The Battle of Pluto was swift and decisive. Our gnomish marines vanquished the evil barbarian hordes with no trouble at all. They didn’t even need to use their blood plasma rifles or ronald ray-guns. We suffered no casualties; even my mottled pink spacesuit was undamaged. After the battle, we all celebrated with a round of Elkwater Ales and ytterbium snacks (or was it yttrium?), then rocketed back to Ogo in time to watch the next episode of the reimagined Pound Puppies series, starring Edward James Olmos as Cooler. They really do want to go home with you—now in 3D!

I returned to Earth the very same next previous morning, once again riding on the back of a really, really big fish. This enormous fish was composed entirely of small, iridescent fish, each of which in turn were composed of tinier iridescent fish, each of which were composed of microscopic iridescent fish. It went on forever, it appeared, or so I feared—whereupon I had another polydactyly episode which could only be cured by chewing off all seven fingers sprouting from my left nostril (the one shaped like a twelve-year-old boy).

Escape, escape! One semicolon… two peas!

Yappie! Where are you!? Yappiddah, yappiddah, yappiddah, yappiddah, yyyaappp!!!



Yoinks yoinks!!

It was on Friday—precisely when I awoke to find myself in a muddy ditch alongside Terwilliger Street wearing a fishbowl over my head and a full-body suit stitched together from slices of salami—that I realized that I did indeed have another out-of-gourd experience. Judging by the large puddle of greasy yellow spam byproduct I found myself lying in, I concluded—much to my usual chagrin—that this out-of-gourd experience was probably even worse than that horrible bookmarking accident I had suffered on Tuesday.

The constipation remained.

And then Saturday happened, despite my best efforts to prevent it, and still… the constipation remained.

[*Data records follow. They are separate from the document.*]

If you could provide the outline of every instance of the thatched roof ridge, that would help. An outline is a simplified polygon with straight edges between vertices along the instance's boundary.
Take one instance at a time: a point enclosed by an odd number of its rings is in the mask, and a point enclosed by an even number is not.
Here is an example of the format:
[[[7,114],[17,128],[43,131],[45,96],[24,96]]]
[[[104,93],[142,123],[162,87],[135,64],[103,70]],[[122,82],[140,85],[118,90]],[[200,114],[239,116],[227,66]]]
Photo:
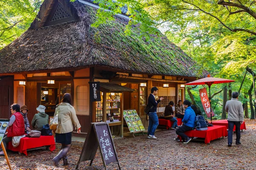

And then Sunday schronked on by, despite my best efforts to elude it, and still… the constipation remained.

Little doubt remained in my mind that when Monday exploded onto my calendar in all its lunatic horror, the constipation would remain. And remain, and remain.

Putting the horrors of tomorrow out of my mind, I constipatedly sat down in front of my computerational device (called a “computer” by some people) and constipatedly started twickling out this week’s unctimonious blob entry. And now, that twickling is all done, so here we are. Stick this in your pipe and smoke it, sparky! Goodnight, you salivating crotch-salamanders of damnation!